I'm doing a lot of work at the moment with greedy algorithms - they don't care about indexing etc, they only work on groups/sets. But I'm finding that 85% of my execution time is spent trying to pick an item out of a HashSet.
According to MSDN docs:
The HashSet class provides high-performance set operations. A set is a collection that contains no duplicate elements, and whose elements are in no particular order.
...and that appears to be true for everything EXCEPT "fetching a value".
I've tried:
- ElementAt(0) - extremely slow, allegedly because HashSet goes and generates an adhoc ordering, sorts everything, then returns whatever was first
- First - extremely slow (presumably it's doing the same thing)
What I expected:
- AnyItem() - returns an item from the HashSet, with no guarantees.

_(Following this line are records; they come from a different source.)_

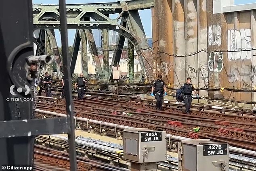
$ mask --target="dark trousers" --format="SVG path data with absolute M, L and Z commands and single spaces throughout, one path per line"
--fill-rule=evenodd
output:
M 64 96 L 65 96 L 65 90 L 64 90 L 64 86 L 62 86 L 62 94 L 61 94 L 61 97 L 62 98 L 64 98 Z
M 40 90 L 38 90 L 38 96 L 42 96 L 42 92 L 43 91 L 43 88 L 42 87 L 39 87 L 40 88 Z
M 79 87 L 78 90 L 78 100 L 83 100 L 84 88 L 83 87 Z
M 186 107 L 186 113 L 189 113 L 190 112 L 189 110 L 190 110 L 191 103 L 192 102 L 192 97 L 191 96 L 184 95 L 183 96 L 183 98 L 185 103 L 185 106 Z
M 50 87 L 45 87 L 44 88 L 46 97 L 52 97 L 52 93 L 51 93 L 51 88 Z
M 163 99 L 164 99 L 164 94 L 161 93 L 155 93 L 155 98 L 156 99 L 156 109 L 162 110 L 163 105 Z

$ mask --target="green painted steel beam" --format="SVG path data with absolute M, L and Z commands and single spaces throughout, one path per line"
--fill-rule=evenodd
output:
M 121 4 L 122 1 L 116 2 L 92 3 L 84 4 L 72 4 L 67 5 L 67 15 L 80 14 L 81 12 L 89 11 L 99 11 L 104 14 L 120 13 L 123 10 L 141 10 L 149 9 L 155 6 L 155 0 L 133 0 L 126 2 L 127 6 Z M 33 15 L 40 13 L 43 10 L 48 12 L 55 11 L 59 13 L 58 4 L 34 4 Z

Could be first, could be last, could be random (but don't count on that).
...but I can't seem to figure out a way of doing that.
EDIT2: slightly more detailed source code, to make it clear why some trivial workarounds for this missing feature in HashSet don't help, and hopefully to show better why HashSet is the right class in all other ways:
HashSet<MyClass> candidates;
HashSet<MyClass> unvisited;
... // fill unvisited with typically: 100,000 to 10 million items
... // fill candidates with at least 1 item, potentially 100,000's of items
while( candidates.Count > 0 && unvisited.Count > 0 )
{
var anyItem = candidates.First();
while( ! CanProcess( anyItem ) ) // CanProcess probable checks some set intersections
{
candidates.Remove( anyItem );
if( candidates.Count > 0 )
anyItem = candidates.First();
else
{
anyItem = null;
break;
}
}
if( anyItem == null ) // we've run out of candidates
break;
// For the algorithm: "processing" anyItem has a side-effect of
// transferring 0 or more items from "unvisited" into "candidates"
var extraCandidates = Process( anyItem, unvisited );
// ... Process probably does some set intersections
... // add all the extraCandidates to candidates
... // remove all the extraCandidates from unvisited
candidates.Remove( anyItem );
}
i.e.: Typical greedy algorithm that has several sets: one set of "starting points for next iteration", and one or more sets (here I've only shown one) of "data that hasn't been processed yet, and is somehow connected to / reachable from the starting points".
...everything there is fast, the only thing that's slow is the "First" call - and I have no reason to take the first, I could take any, but I need to take something!